I have a problem with USB mice not responding in Windows 7 occasionally. The mouse is connected to a USB hub inside a device which is then plugged into the computer. This is in a manufacturing test environment where we plug a device into the computer (one at a time), power the device up, test it (which includes using the device's mouse to move the cursor on the computer screen), disconnect it, and repeat (with a different mouse each time) – many times per day.
I have been able to replicate this problem; it seems to happen once every ~50-80 cycles. When the problem occurs the device mouse won't move the cursor, but the other USB functionality of the device still works. The regular computer mouse always works fine; the problem affects only the device's mouse.
I have verified in the Windows Device Manager that the mouse appears enumerated and doesn't show that it has any errors. The device mouse shows up as a "HID-compliant mouse" under "Mice and other pointing devices" along with the other "HID-compliant mouse" which is the test computer's regular mouse physically next to the keyboard.
When this condition happens, I can unplug the device, plug it back in again, and the mouse works and all appears to be fine.
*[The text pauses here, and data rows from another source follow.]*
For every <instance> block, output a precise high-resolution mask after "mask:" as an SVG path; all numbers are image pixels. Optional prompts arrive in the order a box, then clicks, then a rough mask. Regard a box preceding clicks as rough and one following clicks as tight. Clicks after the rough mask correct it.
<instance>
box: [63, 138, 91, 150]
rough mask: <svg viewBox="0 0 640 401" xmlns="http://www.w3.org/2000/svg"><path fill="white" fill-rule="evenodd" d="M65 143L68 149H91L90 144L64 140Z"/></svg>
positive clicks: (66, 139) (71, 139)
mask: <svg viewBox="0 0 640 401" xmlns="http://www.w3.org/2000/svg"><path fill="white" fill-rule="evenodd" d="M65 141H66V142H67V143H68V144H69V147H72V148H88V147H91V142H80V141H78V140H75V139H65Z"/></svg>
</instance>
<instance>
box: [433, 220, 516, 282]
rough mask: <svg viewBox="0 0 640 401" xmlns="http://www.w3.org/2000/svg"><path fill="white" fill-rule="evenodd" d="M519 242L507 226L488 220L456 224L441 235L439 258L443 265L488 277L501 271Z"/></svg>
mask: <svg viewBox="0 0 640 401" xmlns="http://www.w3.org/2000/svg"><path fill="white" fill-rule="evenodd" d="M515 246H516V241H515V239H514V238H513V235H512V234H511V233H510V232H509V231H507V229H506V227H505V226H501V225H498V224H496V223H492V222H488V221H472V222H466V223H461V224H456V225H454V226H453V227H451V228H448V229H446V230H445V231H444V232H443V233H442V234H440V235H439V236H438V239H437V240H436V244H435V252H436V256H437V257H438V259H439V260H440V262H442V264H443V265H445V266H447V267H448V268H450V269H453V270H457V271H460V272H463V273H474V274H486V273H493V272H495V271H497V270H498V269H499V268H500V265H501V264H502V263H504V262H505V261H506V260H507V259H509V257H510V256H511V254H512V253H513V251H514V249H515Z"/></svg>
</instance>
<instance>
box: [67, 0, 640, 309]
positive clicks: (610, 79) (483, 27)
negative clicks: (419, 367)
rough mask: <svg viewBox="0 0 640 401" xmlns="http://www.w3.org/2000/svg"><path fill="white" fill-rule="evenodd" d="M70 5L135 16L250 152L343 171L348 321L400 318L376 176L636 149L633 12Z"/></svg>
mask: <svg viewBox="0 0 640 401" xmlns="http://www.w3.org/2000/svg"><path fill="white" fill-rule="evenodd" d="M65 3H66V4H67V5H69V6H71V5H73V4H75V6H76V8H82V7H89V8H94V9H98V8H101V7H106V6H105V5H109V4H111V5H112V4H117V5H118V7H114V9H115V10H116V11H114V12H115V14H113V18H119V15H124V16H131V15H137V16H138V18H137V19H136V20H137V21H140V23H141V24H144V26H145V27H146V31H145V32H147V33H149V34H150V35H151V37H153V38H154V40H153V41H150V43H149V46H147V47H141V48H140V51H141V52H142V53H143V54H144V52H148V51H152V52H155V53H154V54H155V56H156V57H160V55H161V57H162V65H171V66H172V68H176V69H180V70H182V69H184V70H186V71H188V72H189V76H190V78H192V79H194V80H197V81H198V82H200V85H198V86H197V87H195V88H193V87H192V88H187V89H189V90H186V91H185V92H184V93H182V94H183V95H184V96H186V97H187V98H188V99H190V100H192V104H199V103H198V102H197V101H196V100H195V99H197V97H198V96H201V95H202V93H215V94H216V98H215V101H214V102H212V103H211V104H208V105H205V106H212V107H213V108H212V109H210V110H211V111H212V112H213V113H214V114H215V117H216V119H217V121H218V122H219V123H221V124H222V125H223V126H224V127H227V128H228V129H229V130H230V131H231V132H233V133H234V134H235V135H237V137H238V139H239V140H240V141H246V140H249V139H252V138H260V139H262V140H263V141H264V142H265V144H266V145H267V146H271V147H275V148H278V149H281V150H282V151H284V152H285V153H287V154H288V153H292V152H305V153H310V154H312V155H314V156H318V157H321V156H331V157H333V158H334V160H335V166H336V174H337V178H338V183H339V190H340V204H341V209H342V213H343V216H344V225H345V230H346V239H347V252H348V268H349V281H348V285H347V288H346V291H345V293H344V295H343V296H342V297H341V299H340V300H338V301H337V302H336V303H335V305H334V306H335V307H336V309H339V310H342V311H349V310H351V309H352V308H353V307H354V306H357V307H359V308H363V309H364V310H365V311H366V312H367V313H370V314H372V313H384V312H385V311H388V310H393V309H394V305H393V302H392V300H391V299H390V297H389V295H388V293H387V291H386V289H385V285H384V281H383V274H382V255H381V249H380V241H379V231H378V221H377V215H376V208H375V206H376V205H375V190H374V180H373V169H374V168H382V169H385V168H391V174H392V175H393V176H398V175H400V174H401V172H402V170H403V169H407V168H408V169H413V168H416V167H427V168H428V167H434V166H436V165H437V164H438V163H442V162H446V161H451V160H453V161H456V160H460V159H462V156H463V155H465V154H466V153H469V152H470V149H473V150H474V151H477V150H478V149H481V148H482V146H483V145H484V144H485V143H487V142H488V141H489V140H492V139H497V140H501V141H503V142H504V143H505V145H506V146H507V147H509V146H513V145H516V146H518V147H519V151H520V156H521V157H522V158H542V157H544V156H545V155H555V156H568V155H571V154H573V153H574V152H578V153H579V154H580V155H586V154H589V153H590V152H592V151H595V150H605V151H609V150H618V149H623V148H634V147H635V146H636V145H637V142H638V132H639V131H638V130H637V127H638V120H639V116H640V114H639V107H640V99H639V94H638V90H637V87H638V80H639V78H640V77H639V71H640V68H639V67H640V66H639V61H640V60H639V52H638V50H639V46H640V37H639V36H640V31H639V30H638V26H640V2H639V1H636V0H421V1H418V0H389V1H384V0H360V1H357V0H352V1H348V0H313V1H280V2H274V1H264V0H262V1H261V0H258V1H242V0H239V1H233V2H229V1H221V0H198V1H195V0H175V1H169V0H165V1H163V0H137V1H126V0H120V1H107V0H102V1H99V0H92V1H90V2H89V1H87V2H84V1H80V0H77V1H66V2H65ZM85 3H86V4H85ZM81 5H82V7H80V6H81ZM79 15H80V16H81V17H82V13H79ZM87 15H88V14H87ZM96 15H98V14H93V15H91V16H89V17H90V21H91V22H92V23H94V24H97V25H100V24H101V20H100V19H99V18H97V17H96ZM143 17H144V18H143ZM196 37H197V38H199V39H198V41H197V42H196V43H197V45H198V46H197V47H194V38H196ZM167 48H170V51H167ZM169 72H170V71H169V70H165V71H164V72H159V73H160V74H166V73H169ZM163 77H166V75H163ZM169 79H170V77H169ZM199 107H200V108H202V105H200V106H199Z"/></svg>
I can also disable the mouse by right clicking on it in the Device Manager, then enable it, and it works and appears to be fine.
Using a USB Beagle 480 analyzer I have logged USB traffic going between the device and test computer while testing these devices. The strange part is that even when the mouse is unresponsive it is still sending packets back to the computer.
This is a picture of some of the USB traffic while the mouse is unresponsive. It shows that packets are being sent back with X and Y position changes, but the cursor doesn't move on screen at all. (This is a screenshot from Total Phase Data Center software.)
So, it looks to me like Windows is receiving but ignoring the mouse input from that mouse for some reason. I'm at a loss over what could cause this. Any thoughts?
EDIT: Both the computer mouse and the device's mouse use what looks like just a generic HID mouse driver from Microsoft: version 6.1.7600.16385, dated 6/21/2006. We do updates on the computer, but that does seem old.
I did verify that when the unresponsive condition occurs the device manager still reports that this same driver is being used for the device's mouse and no errors are reported.